Erick Beltrán. La parte abisal. 2012.
En 1873 Nietzsche redactó uno de sus más lúcidos ensayos: Sobre verdad y mentida en sentido extramoral. El dardo intempestivo se exponía allí con claridad meridiana: cualquier noción de verdad pertenece al mismo dispositivo retórico que la sustenta y la defiende, de modo que, en sentido extramoral, no hay verdad ni mentida que soporten el menor examen crítico sin desvanecerse al primer soplido. La embestida cuajó lentamente y, antes de que la posmodernidad la relativizara para proclamar el grado cero ideológico, se tradujo en aportes tan brillantes como las despedidas a la razón y contra el método que en su día promulgó Paul Feyerabend (1) . No se trataba de un gesto menor puesto que la propia filosofía de la ciencia reconocía sin tapujos que la naturaleza de su discurso ideológico (contribuir a la construcción de determinados sistemas de valor) debía virar hacía lo estético (admitir que cada modo de habla contiene sus propias nociones de valor). Para decirlo de un modo parco y llano: así como cada estilo artístico persigue su propia noción de lo bello; también cada narrativa científica, moral o jurídica persigue sus propias ideas respecto de que cosa serían lo verdadero, lo bueno y lo justo. Con esta operación, cualquier lenguaje queda desposeído de cualquier exterioridad; sin embargo, Zoroastro subestimó el poder de la máscara.

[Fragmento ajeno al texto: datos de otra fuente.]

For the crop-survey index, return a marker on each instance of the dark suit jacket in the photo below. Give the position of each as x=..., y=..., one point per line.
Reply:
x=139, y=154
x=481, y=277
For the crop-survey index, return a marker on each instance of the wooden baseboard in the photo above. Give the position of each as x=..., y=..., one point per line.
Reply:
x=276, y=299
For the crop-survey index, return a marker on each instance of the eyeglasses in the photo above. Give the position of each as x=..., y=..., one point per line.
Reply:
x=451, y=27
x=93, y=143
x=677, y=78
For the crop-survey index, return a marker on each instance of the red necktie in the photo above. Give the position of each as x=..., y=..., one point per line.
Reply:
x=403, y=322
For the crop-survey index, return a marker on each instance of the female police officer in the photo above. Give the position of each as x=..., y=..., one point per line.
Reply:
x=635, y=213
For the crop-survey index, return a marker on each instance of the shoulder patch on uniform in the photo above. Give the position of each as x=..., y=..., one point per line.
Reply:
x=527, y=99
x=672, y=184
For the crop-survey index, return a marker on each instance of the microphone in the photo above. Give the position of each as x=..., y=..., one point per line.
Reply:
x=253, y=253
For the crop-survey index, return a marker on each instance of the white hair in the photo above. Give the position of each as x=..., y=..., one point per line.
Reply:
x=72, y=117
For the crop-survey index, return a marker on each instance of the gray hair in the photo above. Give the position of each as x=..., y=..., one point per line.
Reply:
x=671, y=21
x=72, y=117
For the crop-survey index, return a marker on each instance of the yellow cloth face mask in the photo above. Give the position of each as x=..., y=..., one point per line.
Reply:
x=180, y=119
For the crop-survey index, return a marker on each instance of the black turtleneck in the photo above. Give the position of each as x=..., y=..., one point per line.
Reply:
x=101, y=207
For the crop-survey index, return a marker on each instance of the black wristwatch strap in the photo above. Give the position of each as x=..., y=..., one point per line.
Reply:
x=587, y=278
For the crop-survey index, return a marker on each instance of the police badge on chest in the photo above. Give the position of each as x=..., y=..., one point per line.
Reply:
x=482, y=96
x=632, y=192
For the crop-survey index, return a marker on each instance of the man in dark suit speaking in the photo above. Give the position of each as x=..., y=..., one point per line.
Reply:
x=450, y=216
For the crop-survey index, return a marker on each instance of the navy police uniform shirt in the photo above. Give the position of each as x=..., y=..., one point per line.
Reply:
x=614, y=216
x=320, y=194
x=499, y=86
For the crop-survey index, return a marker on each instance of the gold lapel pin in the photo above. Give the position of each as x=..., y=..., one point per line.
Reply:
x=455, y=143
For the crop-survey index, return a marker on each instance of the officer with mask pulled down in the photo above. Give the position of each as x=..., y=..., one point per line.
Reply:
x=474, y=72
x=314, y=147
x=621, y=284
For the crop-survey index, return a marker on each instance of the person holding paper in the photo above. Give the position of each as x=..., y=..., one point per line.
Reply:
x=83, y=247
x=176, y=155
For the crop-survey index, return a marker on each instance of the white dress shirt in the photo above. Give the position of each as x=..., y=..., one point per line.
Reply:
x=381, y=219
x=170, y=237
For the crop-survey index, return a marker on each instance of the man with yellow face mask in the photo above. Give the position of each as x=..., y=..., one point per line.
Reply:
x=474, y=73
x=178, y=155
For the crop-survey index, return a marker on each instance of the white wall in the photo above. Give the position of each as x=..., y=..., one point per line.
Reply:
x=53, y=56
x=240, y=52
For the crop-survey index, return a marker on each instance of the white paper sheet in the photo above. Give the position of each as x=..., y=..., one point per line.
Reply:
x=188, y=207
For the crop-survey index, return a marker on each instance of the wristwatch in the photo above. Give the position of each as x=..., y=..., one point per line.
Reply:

La noción de máscara atraviesa la mayor parte de los seminarios lacanianos como una suerte de alegoría expandida de lo ambiguo. Por doquier nos acechan postizos, semblantes, sombras, espejos y fantasmas; pero la mascarada central es aquella que construye de forma sofisticada la idea de la unidad personal como encarnación misma del ser. La persona y lo personal -según reza el cristianismo, la filosofía clásica y el derecho romano- emergen como la gran mascarada que permite salvar una exterioridad sagrada capaz de soportar, incluso, las embestidas de toda crítica extramoral. Puede que todas las nociones de valor sean vulnerables; pero siempre se conserva como resto el principio del uno mísmo habilitado como fuente de legitimación. El dispositivo persona (2) se articula así como una suerte de punto de acuerdo que permite dilucidar todo tipo de cuestiones, ya sean de orden filosófico, jurídico o político. Baste recordar que este constructo persona es el fundamento sobre el que se promulga la misma Declaración Universal de los Derechos Humanos (1948). La cuestión, llegados a este punto, consiste en evocar la facilidad con la que la historia ha considerado legítimo despersonalizar a comunidades enteras al privarlas de todo derecho para consolidar su propia esfera de derecho. En otras palabras: si la persona puede deconstruirse será como consecuencia de que se trata de un mero constructo.
Desarticular la ideología de la persona y lo personal se impone como una tarea imperativa. La apología del uno mísmo como encarnación misma del ser no garantiza proteger a la vida sino que, por el contrario, puede convertirse en el verdadero problema de su enmascaramiento. La parte abisal no consiste en una reconstrucción del trayecto hacia las profundidades insondables que subyacen en lo personal, sino que se despliega como una atlas laberíntico de las citas que lo producen. A lo largo de cada uno de los anillos de la pirámide se alteran los marcos y las cronologías para levantar un atlas oceánico que asalte la razón y arruine los métodos. Es así como queda al descubierto que la noción de valor que se amaga en el principio persona no resiste su recontextualización a cualquier escala ni soporta un examen planteado desde la historia desordenada. Es el único gesto mediante el cual incluso lo extramoral quedaría en entredicho.
1. Véanse los trabajos de Paul Feyerabend. Adiós a la razón (Tecnos. Madrid, 2008) y Contra el método: esquema de una teoría anarquista del conocimiento. (Ariel. Barcelona, 1981).
2. Véase Roberto Esposito. El dispositivo de la persona. Amorrortu. Buenos Aires, 2012.